Creating a Document-Store Hybrid in Postgres 9.5
andyet postdatabasehowtopostgreshighlightDocument-Stores, Key-Stores, and Relational databases all have different use cases that they work best for, but there is quite a bit of overlap.
What if we were to have the advantages of all of these databases in one hybrid database?
Postgresql can store and query JSON, and now has a PUT/UPSERT equivalent with INSERT ... ON CONFLICT ... DO UPDATE
so we can easily use Postgresql as a Document-Store like CouchDB
as well as being able to take advantage of normalized tables with the same data.
In this blog post, I'll walk you through some postgres wizardry to treat 3rd party data in postgresql like a document-store and show you how to normalize parts of that data automatically.
Getting the Data #
NASA has some pretty interesting data in their APIs like information about known asteroids near Earth, but I chose the boring API of Patents because it had some data to normalize, the "innovators" of a patent.
curl -o data.json "https://api.nasa.gov/patents/content?limit=10000&api_key=DEMO_KEY"
If that's not working, get an API key from NASA's API site.
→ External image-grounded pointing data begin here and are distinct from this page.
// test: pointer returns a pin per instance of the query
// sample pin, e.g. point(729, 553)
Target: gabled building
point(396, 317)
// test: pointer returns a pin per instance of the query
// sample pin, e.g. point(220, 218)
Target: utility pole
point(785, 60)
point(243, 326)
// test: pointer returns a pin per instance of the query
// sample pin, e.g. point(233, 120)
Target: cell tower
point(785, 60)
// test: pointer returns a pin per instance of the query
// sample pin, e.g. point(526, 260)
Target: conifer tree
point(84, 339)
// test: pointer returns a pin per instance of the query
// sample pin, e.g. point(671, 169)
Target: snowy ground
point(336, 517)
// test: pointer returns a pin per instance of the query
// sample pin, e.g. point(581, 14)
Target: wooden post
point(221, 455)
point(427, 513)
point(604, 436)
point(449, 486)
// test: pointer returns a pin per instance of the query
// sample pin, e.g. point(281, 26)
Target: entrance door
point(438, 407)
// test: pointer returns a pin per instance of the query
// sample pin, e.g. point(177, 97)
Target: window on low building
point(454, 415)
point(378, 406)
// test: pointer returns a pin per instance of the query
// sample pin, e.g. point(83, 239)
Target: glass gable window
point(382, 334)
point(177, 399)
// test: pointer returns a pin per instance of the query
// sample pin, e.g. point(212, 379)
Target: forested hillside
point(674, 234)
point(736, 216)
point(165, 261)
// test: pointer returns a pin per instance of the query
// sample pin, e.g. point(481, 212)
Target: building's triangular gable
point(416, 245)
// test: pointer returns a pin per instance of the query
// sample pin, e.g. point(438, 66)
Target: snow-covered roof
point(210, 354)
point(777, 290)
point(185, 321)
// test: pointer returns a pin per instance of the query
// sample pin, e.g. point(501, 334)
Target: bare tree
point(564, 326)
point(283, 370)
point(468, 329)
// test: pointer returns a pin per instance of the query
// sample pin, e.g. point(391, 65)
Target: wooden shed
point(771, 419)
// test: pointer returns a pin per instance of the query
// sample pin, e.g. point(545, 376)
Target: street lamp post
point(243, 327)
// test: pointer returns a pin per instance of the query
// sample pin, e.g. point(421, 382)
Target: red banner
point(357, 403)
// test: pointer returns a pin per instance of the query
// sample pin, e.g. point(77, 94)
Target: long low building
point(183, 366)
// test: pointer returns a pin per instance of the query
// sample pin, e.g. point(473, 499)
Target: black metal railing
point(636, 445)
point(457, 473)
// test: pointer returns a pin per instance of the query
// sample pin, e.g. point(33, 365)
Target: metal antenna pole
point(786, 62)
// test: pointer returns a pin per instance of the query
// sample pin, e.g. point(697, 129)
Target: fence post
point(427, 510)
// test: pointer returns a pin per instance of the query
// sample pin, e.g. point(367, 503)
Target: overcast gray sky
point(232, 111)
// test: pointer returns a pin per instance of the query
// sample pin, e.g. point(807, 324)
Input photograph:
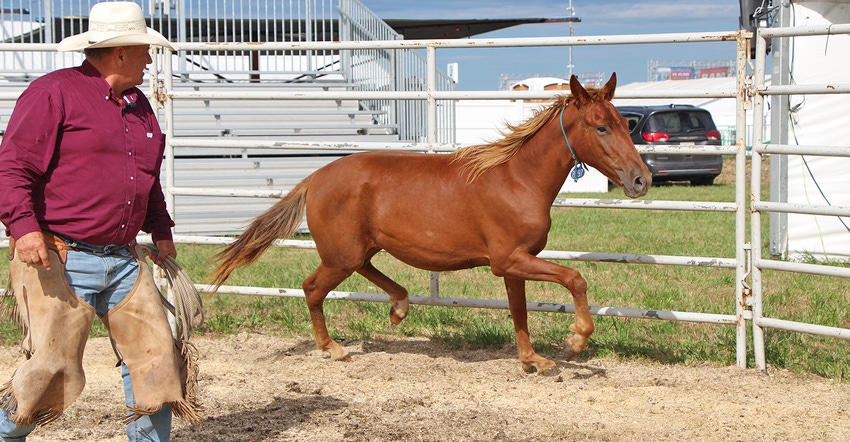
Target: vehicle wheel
point(702, 181)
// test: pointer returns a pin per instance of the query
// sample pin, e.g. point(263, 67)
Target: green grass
point(804, 298)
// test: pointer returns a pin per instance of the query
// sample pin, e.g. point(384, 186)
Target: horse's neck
point(544, 160)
At the top of the JSON file, I currently see a count
value of 1324
.
{"count": 1324, "results": [
{
"category": "materials and coatings",
"client_record_id": "patent_ARC-14661-3",
"center": "ARC",
"eRelations": [],
"reference_number": "ARC-14661-3",
"expiration_date": "",
"abstract": "Method and system for functionalizing a collection ...",
"title": "Selective functionalization of carbon nanotubes ..."
"innovator": [
{
"lname": "Khare",
"mname": "N.",
"company": "SETI Institute"
"order": "1"
"fname": "Bishun"
}, {
"lname": "Meyyappan",
"company": "NASA Ames Research Center",
"order": "2",
"fname": "Meyya"
}
],
"contact": {
"office": "Technology Partnerships Division",
"facility": "NASA Ames Research Center",
"email": "Trupti.D.Sanghani@nasa.gov",
"name": "Trupti D. Sanghani",
"address": "Mail Stop 202A-3, Moffett Field, CA 94035"
},
"publication": null
"concepts": {
"1": "Fundamental physics concepts",
"0": "Metric space",
"3": "Carbon",
"2": "Temperature",
"5": "Carbon nanotube",
"4": "Gas",
"7": "Topology",
"6": "Ionizing radiation"
},
"serial_number": "11/387,503",
"_id": "53f65b3d5904da2c9fc3008f",
"patent_number": "7767270",
"id": "patent_ARC-14661-3",
"trl": "3 - Proof-of-concept"
},
...
]}
CREATE DATABASE nasa_patents;
\connect nasa_patents;
CREATE TABLE patents (
id TEXT PRIMARY KEY,
data JSONB,
created TIMESTAMP WITH TIME ZONE NOT NULL DEFAULT now(),
updated TIMESTAMP WITH TIME ZONE NOT NULL DEFAULT now()
);
In order to have the updated field work properly, we'll make a stored procedure for it and hook it up with a trigger.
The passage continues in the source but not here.